The Crow Road - By Iain M. Banks Page 0,65

father.

We dined on spicy fish which repeated on me for most of the evening in the Jac, meeting pals, until I drowned it in an ocean of beer.

‘Happy New Year!’ Ashley yelled, flourishing a bottle of generic whisky with more enthusiasm than care; she cracked the bottle off the oak-panelled wall of the castle’s crowded entrance hall, but without, apparently, causing damage to either. Clad in a sparkly jacket and a long black skirt, wreathed in silly string and clumps and strands of paper streamers from party poppers, her long hair bunned, she enveloped me in a very friendly kiss, breathing whisky and wine fumes. I kissed right back and she pushed away, laughing. ‘Wo, Prentice!’ she shouted over the noise. The hall was packed with people; music spilled out from the main hall beyond; pipes and fiddles, tabors and accordions, guitars and a piano, several of them playing the same tune.

‘I thought you gave up,’ I said, pointing at the cigarette she had stuck behind one ear. Josh and Becky were still at the doors, greeting people they knew.

‘I did,’ she said, taking the fag from behind her ear and putting it in her mouth. She left it there for a few seconds, then restored it to its previous position. ‘See? Still given up; no temptation at all.’

Ash and I levered our way through the press of people while I undid my jacket and struggled to extricate my half-bottle of whisky from a side pocket. We made it into the hall, which was actually less crowded, though still full. A huge fire roared in the grate; people balanced on the fire-seat which ran around the hearth, and on every other available perch, including the stairs and the piano. A few enthusiasts within the midst of the crowd were trying to dance the Eightsome Reel, which in the circumstances was a little like trying to stage a boxing match in a telephone box; not totally impossible, just pointless.

Ash and I found a space over near the piano. She reached over the piano to a pile of little plastic cups, grabbed one and shoved it into my hand. ‘Here; have a drink.’ She sloshed some whisky into the cup. ‘How’ve you been?’

‘Fine,’ I said. ‘Broke, and I can see that 2.1 disappearing over the event horizon, but fuck it; I’ve still got my integrity and my Möbius scarf, and a boy can go a long way with those things. You got a job yet?’

‘What?’

‘Let’s stand away from this fucking piano.’

‘What?’

‘Have you got a job yet?

‘Na. Hey.’ She put one hand on my shoulder. ‘Heard what David Bowie’s latest film’s called?’

‘This sounds Lewisian,’ I shouted.

‘No,’ she shook her head. ‘ “Merry Christmas, Mister Ceausescu”!’ Ashley laughed like a drain; a teetotaller might have said her breath smelled like one.

‘Very funny,’ I yelled into her ear. ‘Haven’t laughed so much since General Zia got blown up. Where is Lewis, anyway? We were waiting for them to turn up at Hamish and Tone’s but they never showed. He and James here?’

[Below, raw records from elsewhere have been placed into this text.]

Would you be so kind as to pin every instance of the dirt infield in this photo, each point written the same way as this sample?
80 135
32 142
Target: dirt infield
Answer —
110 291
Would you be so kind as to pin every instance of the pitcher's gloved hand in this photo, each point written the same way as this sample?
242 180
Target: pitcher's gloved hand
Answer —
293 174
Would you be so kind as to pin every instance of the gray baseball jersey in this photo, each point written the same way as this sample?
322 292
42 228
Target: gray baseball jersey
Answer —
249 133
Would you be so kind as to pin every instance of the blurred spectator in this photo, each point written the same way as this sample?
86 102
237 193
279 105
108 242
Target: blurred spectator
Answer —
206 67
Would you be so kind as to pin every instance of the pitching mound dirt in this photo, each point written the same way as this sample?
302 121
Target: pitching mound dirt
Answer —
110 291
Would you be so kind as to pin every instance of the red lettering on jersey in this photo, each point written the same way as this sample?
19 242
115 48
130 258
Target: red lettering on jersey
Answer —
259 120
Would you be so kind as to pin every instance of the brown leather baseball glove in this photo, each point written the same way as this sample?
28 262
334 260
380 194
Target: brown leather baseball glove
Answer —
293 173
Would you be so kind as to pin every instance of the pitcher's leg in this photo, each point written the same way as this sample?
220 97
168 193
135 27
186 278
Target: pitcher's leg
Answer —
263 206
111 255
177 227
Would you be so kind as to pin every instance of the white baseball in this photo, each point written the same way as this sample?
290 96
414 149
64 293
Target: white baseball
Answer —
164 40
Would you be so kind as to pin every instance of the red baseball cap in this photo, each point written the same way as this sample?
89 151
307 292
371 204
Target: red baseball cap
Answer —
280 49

Ash looked concerned for a second, then her smile returned. She put her arm round my shoulders. ‘Saw James over by the accordion earlier. Hey; you want to take a stroll round the battlements?’ She pulled a spliff half out of her breast pocket, let it fall back. ‘Got a number here, but Mrs McSpadden keeps wandering through, and I seem to remember she took inordinate and extremely loud interest in one of these last year when wee Jimmy Calder stoked up. You comin?’

‘Not right now,’ I said, looking around the crowd, acknowledging a few waves and some distant mouthings that were probably shouts. I stood on tip-toes to look round the hall; a paper-plane battle seemed to be taking place at one end. ‘You seen Verity?’

‘Not for a bit,’ Ash said, pouring herself more whisky. I refused. ‘Hey.’ Ash nudged me. ‘There’s dancing upstairs.’

‘Verity there?’

‘Maybe,’ Ash said, raising her eyebrows.

‘Let’s check it out.’

‘Way to go, Prent.’

... No Verity in the Solar, loud with sounds and dark with light, and less crowded still. Ash and I danced, then cousin Josh asked her, and I sat watching the people dance for a while - the best way to extract any real enjoyment from dancing, I’ve always thought, but I seem to be unusual in not gaining any real pleasure from performing the movements - and then saw Helen Urvill, entering the hall holding a lager can. I went over to her, through the dancers.